To celebrate this achievement, Governor Charlie Baker on Friday will join Transportation Secretary and CEO Stephanie Pollack, Highway Administrator Jonathan Gulliver, Congressman Michael Capuano, members of the Massachusetts Legislature, and local leaders in Boston at a ribbon-cutting event.

The Longfellow Bridge Rehabilitation Project has upgraded the bridge’s structural capacity as well as multimodal access and bridge-to-city-street accessibility connections. Originally built in 1907, the historic bridge is a vital link between Boston and Cambridge, making important regional connections and contributing to the Charles River Basin Historic District. This is the first major rehabilitation of the bridge since 1959.

“Rehabilitating the Longfellow Bridge aligns with our administration’s commitment to improving the reliability of core transportation infrastructure while also helping ensure that roads and bridges do their job to move people to the places they need to go,” said Governor Baker. “The Department of Transportation is reaching this milestone not only due to the hard work of the work crews and engineers, but also the support and coordination with local leaders and members of the public.”

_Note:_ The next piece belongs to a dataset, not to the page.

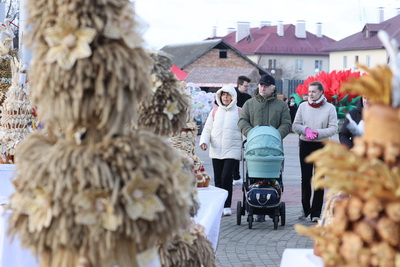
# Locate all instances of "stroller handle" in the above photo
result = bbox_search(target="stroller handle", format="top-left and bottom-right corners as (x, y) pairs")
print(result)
(242, 139), (247, 148)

“Our administration has been proud to work closely with Boston, Cambridge and key stakeholders to rehabilitate the Longfellow Bridge to increase accessibility while maintaining the historical significance and notable design of this structure,” said Lieutenant Governor Karyn Polito.

This rehabilitation project has added numerous multimodal benefits including eliminating a vehicular travel lane in the outbound direction, widening the sidewalks and bicycle lanes, and adding new MBTA Red Line track. MassDOT also updated the final design of the bridge this spring as a result of public feedback to further widen the bicycle lane in the inbound direction and add new raised vertical stanchions to physically separate the bicycle lanes and speed feedback signs on both sides of the bridge.

This project is currently expected to be completed by this winter as MassDOT crews and contractors are continuing to conduct work on the approach roadways, construct the Frances Appleton Pedestrian Bridge, and carry out finishing work including landscaping and cleanup operations.

“This regionally significant bridge serves as an important connection between neighborhoods in Cambridge and Boston and allows residents, commuters, visitors, and commercial traffic to travel to destinations throughout the area,” said Secretary Pollack. “MassDOT is pleased to reach the full beneficial use milestone so that all vehicle lanes, as well as the new separated bicycle lanes, sidewalks, and Red Line infrastructure are now open for the public to use and enjoy.”

“I am proud of the MassDOT crews and contractors for their tireless efforts in rehabilitating this important bridge structure and addressing the historical and design considerations that arose throughout this project,” said Highway Administrator Gulliver. “We have appreciated the support from elected officials, local leaders, and the public throughout this major project and we look forward completing this project by this winter.”

Located on the site of the 1793 West Boston Bridge, this steel and granite structure was completed in 1907, and renamed to honor Henry Wadsworth Longfellow in 1927. The bridge was then extended in 1956 and rehabilitated in 1959.

The bridge today consists of eleven original open-spandrel steel arch spans. The bridge has an overall length of 2,135 feet, and a deck width of 105 feet, which includes a 27-foot fenced median occupied by the Red Line. The bridge carries 28,000 motor vehicles, 90,000 transit users, as well as pedestrians and bicyclists per day.

“The Longfellow Bridge is not only a vital transportation connection for commuters, bicyclists and pedestrians across the Charles River, it is also a jewel of the Boston skyline,”said Congressman Capuano. “Rehabilitating the Longfellow Bridge improves the travel experience for all who utilize it.  I am very pleased that its functionality and its beauty have been restored.”

“The Longfellow Bridge is a vital connection between economic hubs in Downtown Boston and Kendall Square,” said State Senator Joseph Boncore. “This rehabilitation of this historic bridge will provide these communities with access to safe and reliable multimodal transportation options and l look formed to full competition of the project.”

“I am pleased that the full use of the surface of bridge – for the Redline, for pedestrians, for bicyclists, and for cars – will be open for the public to use and enjoy,” said State Representative Jay Livingstone. “I appreciate the diligence of MassDOT and the contractors to work through the unique issues that arose repairing the bridge so that we can use this historic structure for many decades to come.”

MassDOT undertook a comprehensive public outreach and stakeholder engagement process prior to the start of construction in order to help formulate the future design of the Longfellow Bridge. The decisions made through the Longfellow public process helped form MassDOT policies used today to provide safe, fair, and equitable sharing of limited space for public transit, non-motorized uses, and motorized uses.